Quotas and Throttling
Kafka is often used as a central nervous system shared by hundreds of teams. A single misconfigured application (the “Noisy Neighbor”) could accidentally flood the cluster with gigabytes of data, starving critical production apps of network bandwidth or CPU.
To prevent this, Kafka provides Quotas.
1. Types of Quotas
1.1 Network Bandwidth Quotas
Limits the byte rate (bytes/sec) a client can produce or consume.
producer_byte_rate: Limits produce traffic.consumer_byte_rate: Limits fetch traffic.
1.2 Request Rate Quotas
Limits the percentage of time the broker’s request handler threads spend processing requests from a client.
request_percentage: Prevents CPU exhaustion.
2. Interactive: The Throttler
Simulate a producer sending data. Adjust the quota to see how Kafka throttles the connection by inserting artificial delays (latency) into the response.
3. How Throttling Works
Unlike a firewall that drops packets, Kafka delays the response.
If you produce 10MB/s but your quota is 5MB/s, Kafka calculates how much delay is needed to bring your average down to 5MB/s. It then holds the response (ProduceResponse) for that duration before sending it back.
[!TIP] This is a polite way to throttle. The client naturally slows down because it is waiting for the acknowledgement.
4. Configuring Quotas
Quotas are defined per (User, ClientId).
4.1 CLI Command
The easiest way to set quotas is via the kafka-configs CLI.

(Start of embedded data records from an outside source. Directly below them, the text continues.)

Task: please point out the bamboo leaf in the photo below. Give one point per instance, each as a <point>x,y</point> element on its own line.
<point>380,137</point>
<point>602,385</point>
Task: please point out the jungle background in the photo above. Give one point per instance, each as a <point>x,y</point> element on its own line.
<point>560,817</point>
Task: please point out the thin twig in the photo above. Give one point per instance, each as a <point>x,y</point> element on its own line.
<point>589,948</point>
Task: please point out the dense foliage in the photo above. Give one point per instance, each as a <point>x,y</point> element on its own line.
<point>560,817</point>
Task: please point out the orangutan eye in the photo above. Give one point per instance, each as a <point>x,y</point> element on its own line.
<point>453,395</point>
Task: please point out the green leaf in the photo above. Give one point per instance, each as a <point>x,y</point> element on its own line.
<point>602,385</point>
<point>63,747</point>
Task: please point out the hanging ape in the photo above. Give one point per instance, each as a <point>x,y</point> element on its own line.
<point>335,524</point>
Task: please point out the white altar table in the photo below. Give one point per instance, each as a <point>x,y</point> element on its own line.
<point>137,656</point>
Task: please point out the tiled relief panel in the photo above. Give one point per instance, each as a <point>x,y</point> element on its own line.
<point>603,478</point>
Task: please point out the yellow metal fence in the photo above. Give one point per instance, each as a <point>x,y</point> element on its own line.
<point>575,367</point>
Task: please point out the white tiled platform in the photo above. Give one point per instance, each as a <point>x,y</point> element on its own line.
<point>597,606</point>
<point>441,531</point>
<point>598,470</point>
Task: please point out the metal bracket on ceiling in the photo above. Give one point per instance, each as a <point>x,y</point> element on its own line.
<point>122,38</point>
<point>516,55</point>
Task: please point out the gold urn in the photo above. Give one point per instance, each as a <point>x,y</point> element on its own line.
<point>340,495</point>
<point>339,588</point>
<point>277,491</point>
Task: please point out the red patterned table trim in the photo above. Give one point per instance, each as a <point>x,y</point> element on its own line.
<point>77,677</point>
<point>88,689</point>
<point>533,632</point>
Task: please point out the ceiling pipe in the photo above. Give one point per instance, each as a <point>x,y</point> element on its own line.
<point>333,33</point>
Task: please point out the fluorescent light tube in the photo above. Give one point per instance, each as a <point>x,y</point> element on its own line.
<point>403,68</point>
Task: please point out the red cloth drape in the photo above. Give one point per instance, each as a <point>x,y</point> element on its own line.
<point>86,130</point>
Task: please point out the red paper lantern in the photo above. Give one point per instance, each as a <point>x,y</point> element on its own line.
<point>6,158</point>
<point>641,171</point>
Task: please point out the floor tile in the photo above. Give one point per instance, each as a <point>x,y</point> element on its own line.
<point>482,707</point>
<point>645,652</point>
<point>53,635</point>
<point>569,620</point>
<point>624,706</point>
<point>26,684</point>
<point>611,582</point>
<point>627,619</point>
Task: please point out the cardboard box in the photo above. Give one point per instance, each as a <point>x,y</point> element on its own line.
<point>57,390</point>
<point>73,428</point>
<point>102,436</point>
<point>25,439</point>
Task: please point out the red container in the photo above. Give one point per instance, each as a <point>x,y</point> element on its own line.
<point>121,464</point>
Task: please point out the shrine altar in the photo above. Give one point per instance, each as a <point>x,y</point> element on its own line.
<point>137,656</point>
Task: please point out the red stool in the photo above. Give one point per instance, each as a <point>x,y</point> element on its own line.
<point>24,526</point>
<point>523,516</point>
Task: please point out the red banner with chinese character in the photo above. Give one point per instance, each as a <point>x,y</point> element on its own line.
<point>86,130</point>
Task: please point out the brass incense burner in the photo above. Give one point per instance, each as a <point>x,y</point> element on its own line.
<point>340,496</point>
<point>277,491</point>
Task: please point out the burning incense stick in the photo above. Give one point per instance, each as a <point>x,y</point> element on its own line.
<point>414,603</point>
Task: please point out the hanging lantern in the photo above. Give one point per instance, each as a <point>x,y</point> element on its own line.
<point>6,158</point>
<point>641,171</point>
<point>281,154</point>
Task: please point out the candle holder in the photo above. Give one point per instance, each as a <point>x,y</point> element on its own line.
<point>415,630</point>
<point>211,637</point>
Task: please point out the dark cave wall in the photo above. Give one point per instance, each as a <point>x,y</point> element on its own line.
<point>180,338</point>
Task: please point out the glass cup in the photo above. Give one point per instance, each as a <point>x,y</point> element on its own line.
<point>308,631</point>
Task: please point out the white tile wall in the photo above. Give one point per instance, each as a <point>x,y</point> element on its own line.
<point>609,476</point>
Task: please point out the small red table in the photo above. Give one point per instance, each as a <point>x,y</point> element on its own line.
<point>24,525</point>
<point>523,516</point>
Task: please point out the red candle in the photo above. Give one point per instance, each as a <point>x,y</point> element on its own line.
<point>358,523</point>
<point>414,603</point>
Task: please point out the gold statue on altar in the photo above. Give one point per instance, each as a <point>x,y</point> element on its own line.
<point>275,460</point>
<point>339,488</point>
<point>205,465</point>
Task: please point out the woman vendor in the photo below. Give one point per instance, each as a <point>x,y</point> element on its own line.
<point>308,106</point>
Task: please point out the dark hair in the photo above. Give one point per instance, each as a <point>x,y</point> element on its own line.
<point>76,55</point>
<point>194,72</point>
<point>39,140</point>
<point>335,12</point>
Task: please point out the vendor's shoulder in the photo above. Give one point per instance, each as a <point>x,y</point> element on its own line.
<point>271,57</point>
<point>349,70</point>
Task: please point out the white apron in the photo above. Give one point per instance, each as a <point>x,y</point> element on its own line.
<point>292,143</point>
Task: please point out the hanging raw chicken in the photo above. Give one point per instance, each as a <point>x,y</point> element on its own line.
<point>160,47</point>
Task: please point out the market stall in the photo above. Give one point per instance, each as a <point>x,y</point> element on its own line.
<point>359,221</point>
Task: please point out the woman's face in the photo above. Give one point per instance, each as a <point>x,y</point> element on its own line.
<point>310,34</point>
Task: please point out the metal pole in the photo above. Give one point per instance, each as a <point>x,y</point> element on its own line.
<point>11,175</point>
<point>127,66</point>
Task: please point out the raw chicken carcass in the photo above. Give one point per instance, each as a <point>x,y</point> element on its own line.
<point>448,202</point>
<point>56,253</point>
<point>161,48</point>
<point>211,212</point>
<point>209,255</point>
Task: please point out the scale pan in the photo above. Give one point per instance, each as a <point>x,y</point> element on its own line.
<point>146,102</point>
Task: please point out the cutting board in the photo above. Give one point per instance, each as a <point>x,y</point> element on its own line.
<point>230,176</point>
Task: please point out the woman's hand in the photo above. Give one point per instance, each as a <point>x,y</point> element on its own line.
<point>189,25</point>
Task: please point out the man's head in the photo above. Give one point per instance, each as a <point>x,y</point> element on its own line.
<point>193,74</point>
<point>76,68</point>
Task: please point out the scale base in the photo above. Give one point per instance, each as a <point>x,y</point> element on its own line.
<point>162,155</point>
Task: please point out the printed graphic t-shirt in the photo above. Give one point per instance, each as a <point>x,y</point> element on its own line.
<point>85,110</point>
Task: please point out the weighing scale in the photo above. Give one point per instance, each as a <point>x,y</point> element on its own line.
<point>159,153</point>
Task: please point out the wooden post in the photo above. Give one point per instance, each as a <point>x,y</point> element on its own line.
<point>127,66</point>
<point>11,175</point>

# Limit user 'app-1' to 5MB/s produce rate
kafka-configs.sh --bootstrap-server localhost:9092 \
--alter --add-config 'producer_byte_rate=5242880' \
--entity-type users --entity-name app-1
4.2 Detecting Throttling in Code (Java)
When a client is throttled, the broker includes a throttleTimeMs in the response.
// In a Callback
producer.send(record, (metadata, exception) -> {
if (metadata != null) {
// Unfortunately, ProducerRecord metadata doesn't expose throttleTime directly in standard API
// But monitoring libraries use JMX metrics:
// kafka.producer:type=producer-metrics,client-id=...,name=produce-throttle-time-avg
}
});
Actually, the Consumer API is more explicit:
ConsumerRecords<String, String> records = consumer.poll(Duration.ofMillis(100));
// Check if we were throttled during this poll
// (Note: JMX is the primary way to monitor this in production)
5. Summary
- Quotas protect the cluster from overload.
- Throttling is implemented by delaying responses, forcing clients to slow down.
- Configure quotas using
kafka-configs.shfor users or client IDs.